By Capt. Amy B. SlinkerAugust 18, 2010
ULAANBAATAR, Mongolia (Army News Service, Aug. 18, 2010) -- Three Alaska National Guard members are providing medical support for U.S. and Mongolian troops during Khaan Quest 2010, a bilateral peacekeeping operations training exercise in Ulaanbaatar and Five Hills Training Area, Mongolia, Aug. 8-29.
Lt. Col. Rebecca Young, a nurse practitioner from the Alaska Army National Guard Medical Detachment, serves as the medical officer for Khaan Quest 2010. She leads a team of two medics; Sgt. Tara Gardner, also a member of the Medical Detachment at Camp Denali, Fort Richardson, Alaska, and Sgt. Edward Antonio of the 297th Military Police Company in Juneau, Alaska.

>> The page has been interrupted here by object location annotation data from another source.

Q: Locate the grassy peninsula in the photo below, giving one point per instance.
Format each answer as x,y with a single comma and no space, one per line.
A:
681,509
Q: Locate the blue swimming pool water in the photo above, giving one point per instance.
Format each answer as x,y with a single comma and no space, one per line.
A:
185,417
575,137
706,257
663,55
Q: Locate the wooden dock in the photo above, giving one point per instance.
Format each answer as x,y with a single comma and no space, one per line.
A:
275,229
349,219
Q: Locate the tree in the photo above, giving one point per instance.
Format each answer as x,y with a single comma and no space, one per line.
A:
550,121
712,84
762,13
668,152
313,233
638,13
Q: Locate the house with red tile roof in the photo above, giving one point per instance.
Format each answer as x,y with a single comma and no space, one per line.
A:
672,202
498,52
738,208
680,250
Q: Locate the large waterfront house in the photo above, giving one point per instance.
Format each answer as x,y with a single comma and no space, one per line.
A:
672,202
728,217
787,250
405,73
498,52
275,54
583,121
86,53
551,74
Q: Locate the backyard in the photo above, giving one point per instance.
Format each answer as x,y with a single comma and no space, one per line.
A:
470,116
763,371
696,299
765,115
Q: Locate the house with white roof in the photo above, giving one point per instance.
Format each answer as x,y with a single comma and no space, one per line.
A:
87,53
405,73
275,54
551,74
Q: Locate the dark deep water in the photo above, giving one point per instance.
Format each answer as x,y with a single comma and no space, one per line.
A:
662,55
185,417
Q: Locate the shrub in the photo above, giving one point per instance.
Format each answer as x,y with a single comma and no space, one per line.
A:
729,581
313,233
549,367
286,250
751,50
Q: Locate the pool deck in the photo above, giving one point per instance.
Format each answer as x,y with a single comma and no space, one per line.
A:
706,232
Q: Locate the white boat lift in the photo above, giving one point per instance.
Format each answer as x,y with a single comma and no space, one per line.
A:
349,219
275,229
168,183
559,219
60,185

Gardner is assigned to the command post exercise at Five Hills Training Area outside of Ulaanbaatar, while Antonio provides medical support at the humanitarian and civic assistance (HCA) project site in the Songinokhairkhan District 22nd Horoo.
Young travels between the two sites, guiding and supervising the medics while also providing a training environment to further develop their skills. The team primarily supports U.S. Soldiers, but has also treated U.S. exercise instructors and support staff, Mongolian Armed Forces servicemembers, and Mongolian civilian support staff. They are working in conjunction with a Mongolian civilian doctor and a psychiatrist from Singapore.
Upon arrival in Mongolia, the team established urgent care protocol and a sick call area at each site. They evaluated each environment and conducted health and welfare checks of U.S. and Mongolian personnel.
"We got an idea of who is here and identified any chronic conditions," said Young. "We watch them [U.S. and Mongolian personnel] in all of their environments - we observe work areas, eat in the same dining hall and sleep in the same quarters so that we continuously assess for any risks."
Antonio is attached to the 797th Engineer Company (Vertical), U.S. Army Reserve, from Barrigada, Guam. U.S. Army and Mongolian Armed Forces engineers, carpentry masons, electricians, plumbers and laborers are constructing a public bath house facility as a humanitarian and civic assistance project. Antonio works with U.S. and Mongolian leadership on site to ensure that safety briefings are conducted daily and servicemembers continuously watch for safety hazards.
He credits his North American rescue emergency medical technician kit as one of his biggest assets for treating patients with eye, nose and throat ailments on the construction site. Some of the other cases he has seen include minor lacerations and dehydration.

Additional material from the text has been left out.